Our method has limitations. We described an algorithm that results in a probabilistic segmentation of brain tissue types. However, we evaluated our method using manually set binary reference standard. Setting the probabilistic reference standard manually would be theoretically possible. An observer could have been asked to assign each voxel a probability that it belongs to a certain tissue type. Alternatively, a number of observers could have been asked to delineate a given tissue type, and averaging their segmentations could have served as an approximation of a manually set probabilistic segmentation [36]. However, considering work load this would require from a human expert, obtaining the probabilistic manually set segmentation was not feasible.
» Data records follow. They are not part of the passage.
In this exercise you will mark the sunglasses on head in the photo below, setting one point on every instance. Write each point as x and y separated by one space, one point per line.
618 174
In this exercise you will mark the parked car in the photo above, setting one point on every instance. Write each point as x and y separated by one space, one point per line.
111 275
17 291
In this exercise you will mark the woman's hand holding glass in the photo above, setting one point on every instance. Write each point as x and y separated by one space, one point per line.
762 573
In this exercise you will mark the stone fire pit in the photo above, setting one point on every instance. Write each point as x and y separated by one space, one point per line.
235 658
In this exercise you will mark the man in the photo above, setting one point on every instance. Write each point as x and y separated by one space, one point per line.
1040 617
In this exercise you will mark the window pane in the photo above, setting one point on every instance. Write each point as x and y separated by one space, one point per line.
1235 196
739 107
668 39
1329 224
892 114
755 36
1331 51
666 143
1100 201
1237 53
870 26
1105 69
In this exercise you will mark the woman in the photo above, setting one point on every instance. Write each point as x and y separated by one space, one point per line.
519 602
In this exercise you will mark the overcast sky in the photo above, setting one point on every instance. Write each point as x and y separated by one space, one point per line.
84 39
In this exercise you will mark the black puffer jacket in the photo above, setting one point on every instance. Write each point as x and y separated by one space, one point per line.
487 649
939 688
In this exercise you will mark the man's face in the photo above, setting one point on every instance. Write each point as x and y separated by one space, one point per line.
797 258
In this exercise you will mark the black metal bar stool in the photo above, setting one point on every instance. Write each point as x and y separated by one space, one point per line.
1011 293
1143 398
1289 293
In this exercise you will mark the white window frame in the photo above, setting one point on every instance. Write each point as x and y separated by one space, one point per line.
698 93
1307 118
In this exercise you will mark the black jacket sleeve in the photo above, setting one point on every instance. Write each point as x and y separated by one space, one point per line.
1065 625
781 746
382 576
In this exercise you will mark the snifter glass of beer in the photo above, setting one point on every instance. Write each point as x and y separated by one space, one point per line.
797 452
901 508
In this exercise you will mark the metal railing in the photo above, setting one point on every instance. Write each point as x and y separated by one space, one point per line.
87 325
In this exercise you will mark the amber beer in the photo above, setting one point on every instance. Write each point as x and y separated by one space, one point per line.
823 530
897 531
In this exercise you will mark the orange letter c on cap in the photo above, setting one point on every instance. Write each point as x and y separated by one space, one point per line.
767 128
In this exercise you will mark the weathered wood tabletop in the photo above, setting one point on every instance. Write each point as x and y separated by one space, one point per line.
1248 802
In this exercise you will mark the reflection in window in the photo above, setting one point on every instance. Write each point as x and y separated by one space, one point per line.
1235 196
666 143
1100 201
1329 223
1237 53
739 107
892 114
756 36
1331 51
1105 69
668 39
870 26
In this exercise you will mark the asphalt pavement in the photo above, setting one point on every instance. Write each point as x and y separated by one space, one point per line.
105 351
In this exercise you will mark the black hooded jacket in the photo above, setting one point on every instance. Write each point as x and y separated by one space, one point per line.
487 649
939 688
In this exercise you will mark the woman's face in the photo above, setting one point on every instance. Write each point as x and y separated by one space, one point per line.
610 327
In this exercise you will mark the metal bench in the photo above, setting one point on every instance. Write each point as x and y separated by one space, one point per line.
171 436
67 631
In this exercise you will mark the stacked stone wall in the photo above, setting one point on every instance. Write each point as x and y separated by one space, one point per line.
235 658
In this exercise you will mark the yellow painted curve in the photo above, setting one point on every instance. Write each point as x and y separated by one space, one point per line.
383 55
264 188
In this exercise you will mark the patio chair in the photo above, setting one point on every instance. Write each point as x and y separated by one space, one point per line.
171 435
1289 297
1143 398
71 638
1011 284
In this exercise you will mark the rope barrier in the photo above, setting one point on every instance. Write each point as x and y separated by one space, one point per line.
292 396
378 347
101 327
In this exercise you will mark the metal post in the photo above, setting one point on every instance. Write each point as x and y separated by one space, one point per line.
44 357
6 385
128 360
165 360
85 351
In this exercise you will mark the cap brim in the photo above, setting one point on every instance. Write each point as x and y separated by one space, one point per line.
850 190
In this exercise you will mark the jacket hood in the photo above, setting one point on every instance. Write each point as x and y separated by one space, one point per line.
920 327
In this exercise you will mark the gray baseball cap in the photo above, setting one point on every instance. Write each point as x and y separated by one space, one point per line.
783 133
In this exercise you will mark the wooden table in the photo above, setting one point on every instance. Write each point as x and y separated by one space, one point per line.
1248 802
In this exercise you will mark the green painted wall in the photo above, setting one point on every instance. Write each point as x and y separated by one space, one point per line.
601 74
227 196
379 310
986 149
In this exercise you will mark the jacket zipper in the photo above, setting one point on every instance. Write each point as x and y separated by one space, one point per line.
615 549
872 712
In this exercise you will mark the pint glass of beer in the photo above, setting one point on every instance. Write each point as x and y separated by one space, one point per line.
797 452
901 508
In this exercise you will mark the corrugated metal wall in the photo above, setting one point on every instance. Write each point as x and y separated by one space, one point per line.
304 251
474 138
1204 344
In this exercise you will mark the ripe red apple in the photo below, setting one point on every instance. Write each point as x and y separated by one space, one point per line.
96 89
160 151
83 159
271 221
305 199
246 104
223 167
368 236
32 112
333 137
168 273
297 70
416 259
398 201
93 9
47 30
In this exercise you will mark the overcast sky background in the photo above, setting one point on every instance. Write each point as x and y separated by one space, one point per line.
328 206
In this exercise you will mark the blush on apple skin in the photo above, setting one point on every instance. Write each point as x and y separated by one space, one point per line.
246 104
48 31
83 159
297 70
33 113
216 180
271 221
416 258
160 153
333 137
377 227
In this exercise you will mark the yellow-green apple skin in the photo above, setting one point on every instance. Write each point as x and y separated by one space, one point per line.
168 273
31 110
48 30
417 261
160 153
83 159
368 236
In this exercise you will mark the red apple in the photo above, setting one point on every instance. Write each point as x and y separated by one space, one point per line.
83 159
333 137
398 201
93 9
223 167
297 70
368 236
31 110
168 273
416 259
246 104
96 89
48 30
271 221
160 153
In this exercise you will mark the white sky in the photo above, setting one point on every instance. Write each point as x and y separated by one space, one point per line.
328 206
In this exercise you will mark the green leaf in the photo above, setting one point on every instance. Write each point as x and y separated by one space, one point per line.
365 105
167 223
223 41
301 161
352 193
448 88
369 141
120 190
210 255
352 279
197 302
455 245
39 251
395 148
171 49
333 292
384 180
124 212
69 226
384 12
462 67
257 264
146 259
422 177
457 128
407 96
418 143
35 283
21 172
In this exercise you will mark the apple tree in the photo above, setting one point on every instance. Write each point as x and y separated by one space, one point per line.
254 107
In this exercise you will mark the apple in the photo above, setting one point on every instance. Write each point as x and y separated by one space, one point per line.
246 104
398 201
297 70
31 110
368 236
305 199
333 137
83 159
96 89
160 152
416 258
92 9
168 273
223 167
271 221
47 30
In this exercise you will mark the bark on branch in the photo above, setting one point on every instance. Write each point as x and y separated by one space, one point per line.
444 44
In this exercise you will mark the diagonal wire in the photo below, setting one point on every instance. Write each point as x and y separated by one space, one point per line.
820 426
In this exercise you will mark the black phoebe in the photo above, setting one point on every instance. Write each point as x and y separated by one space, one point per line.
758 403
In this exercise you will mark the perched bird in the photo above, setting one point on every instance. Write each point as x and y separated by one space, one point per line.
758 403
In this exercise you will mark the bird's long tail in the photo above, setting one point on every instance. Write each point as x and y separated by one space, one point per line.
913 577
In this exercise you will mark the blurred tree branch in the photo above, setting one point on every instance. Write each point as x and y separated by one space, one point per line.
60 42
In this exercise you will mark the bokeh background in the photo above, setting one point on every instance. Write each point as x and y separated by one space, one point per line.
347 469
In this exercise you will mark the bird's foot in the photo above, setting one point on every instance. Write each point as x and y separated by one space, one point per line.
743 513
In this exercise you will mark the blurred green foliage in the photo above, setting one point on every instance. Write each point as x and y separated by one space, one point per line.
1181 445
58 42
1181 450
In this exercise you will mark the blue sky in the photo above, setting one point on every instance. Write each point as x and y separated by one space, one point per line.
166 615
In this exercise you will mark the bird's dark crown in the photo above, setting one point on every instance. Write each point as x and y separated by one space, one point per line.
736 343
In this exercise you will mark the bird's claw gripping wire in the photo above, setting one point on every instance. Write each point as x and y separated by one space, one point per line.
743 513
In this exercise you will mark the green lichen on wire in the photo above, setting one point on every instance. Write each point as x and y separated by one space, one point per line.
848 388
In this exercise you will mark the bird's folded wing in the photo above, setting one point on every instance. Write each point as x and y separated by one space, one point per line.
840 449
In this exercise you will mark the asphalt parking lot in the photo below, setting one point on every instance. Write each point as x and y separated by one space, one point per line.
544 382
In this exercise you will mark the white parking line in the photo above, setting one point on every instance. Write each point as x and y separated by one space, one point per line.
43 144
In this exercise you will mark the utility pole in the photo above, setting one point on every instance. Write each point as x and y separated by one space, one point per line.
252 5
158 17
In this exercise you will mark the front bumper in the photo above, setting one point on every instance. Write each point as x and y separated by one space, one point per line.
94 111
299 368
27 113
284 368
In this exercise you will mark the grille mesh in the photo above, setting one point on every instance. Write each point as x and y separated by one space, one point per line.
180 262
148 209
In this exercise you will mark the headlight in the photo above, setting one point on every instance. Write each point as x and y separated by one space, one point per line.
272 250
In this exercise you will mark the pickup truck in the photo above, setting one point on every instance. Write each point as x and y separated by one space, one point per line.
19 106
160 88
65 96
Therefore, we have quantitatively evaluated binary segmentation result obtained from the probabilistic segmentation, and thereafter visually inspected both segmentations.

To conclude, this neonatal automatic brain segmentation method allows to distinguish cerebrospinal fluid from ventricles, as well as to segment cortical and central grey matter, (un)myelinated white matter, cerebellum and brainstem. Distinguishing these tissue classes is of great clinical value. Evaluation in a large set of patients indicates its applicability in clinical settings.